Glokom,
göz içindeki sıvı basıncının çoğunlukla yükselmesi nedeniyle göz sinirinin
zarar görmesidir. Halk arasında göz tansiyonu ve karasu olarak da
bilinmektedir.
Her
yaş grubunda görülse de 40 yaş üzerindeki kişilerde risk artmaktadır.
Gözün
işlevlerini yapılabilmesi ve normal sertliğini koruyabilmesi için özel bir sıvı
salgılanır. Normal bir gözde göz sıvısı devamlı olarak üretilir ve dengeli bir
şekilde emilerek boşaltılır. Bu dinamizm bozulduğu zaman glokom gelişir. Göz
içi sıvısının üretiminde artış veya dışa akımında azalma varsa “açık açılı
glokom”; dışa akım yollarında tıkanıklık varsa “kapalı açılı glokom”a sebep
olur. Nadir olarak basınç normalken de glokom olabileceği gibi doğuştan, göz
yaralanması, göz tümörleri veya uzun süre kortizon kullanımına bağlı olarak da
gelişebilir.
Glokomda;
sabahları artan baş ağrısı, gözde kızarıklık, ağrı, görmede bulanıklık, ışıkların
etrafında halkalar görme, mide bulantısı, kusma gibi belirtiler görmek
mümkündür.
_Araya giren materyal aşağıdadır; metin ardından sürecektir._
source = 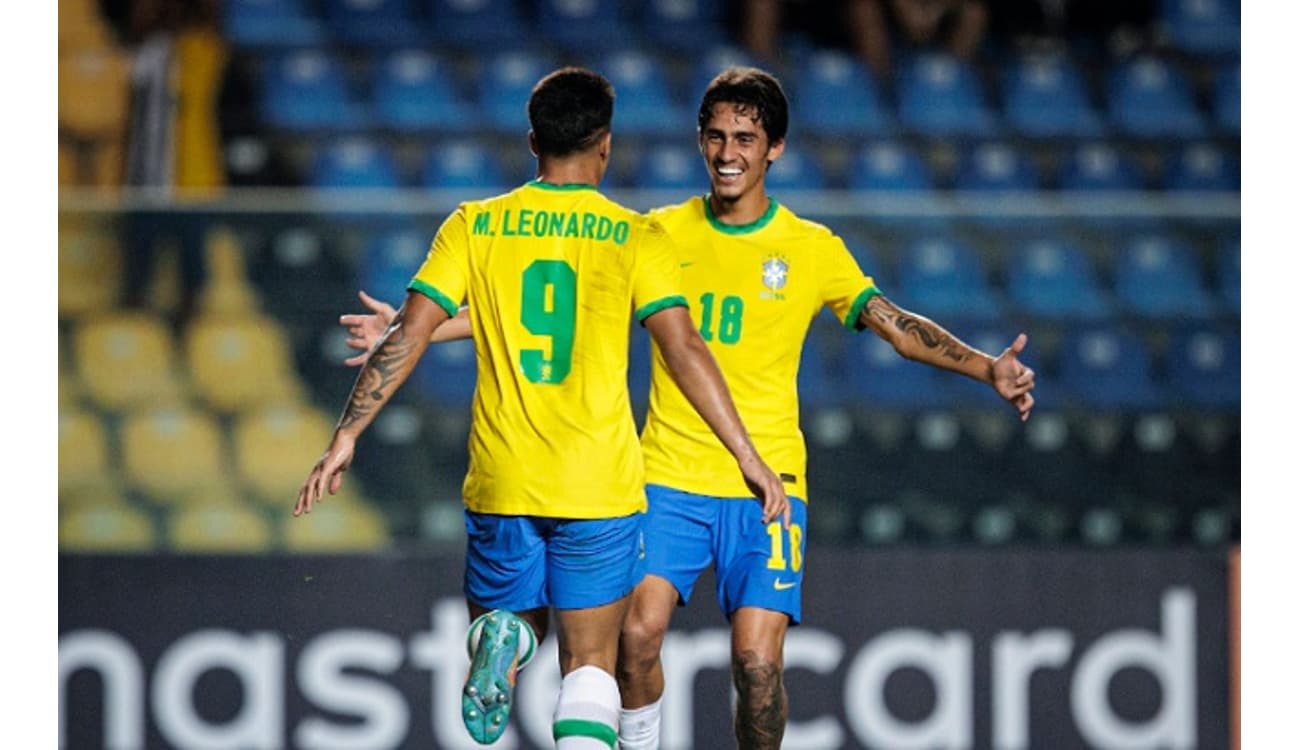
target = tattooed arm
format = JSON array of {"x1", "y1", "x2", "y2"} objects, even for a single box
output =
[
  {"x1": 858, "y1": 294, "x2": 1034, "y2": 421},
  {"x1": 294, "y1": 292, "x2": 447, "y2": 516}
]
Fakat çoğunlukla hiçbir belirti vermez.
Risk
faktörleri:
Yüksek
dereceli miyop ya da hipermetrop olmak, Göz içi iltihaplanması (üveit), Migren,
Şeker hastalığı, Kortizon kullanımı, İleri yaş (40 yaş üzeri), Göz
yaralanmaları, Aile öyküsü, Kansızlık.
Tanı
ayrıntılı bir muayene ve göz tansiyonunun ölçülmesi, santral kornea kalınlığı
ölçümü, bilgisayarlı görme alanı testi, optik sinir başı tomografisi gibi
yapılacak testlerden sonra konulabilir. Risk altındaki kişiler yılda bir kez
göz muayenesinden geçmelidir.
Tedavinin
temel prensibi hastanın görmesini koruyabilmektir. Glokom tedavisi göziçi
basıncını düşürerek görme sinirindeki hasarı önlemeye yöneliktir. Glokomun
tedavi yöntemleri, hastalığın nedenine ve derecesine göre farklılık gösterir.
- İlaç
tedavisi (İlk tercih edilen yöntemdir)
- Çeşitli
lazer tedavileri
-
Cerrahi yöntemler
Glokom
körlükle sonlanabilecek ilerleyici ve sinsi bir hastalık olduğundan tedavi ve
doktor kontrolünü aksatmamak büyük önem taşımaktadır.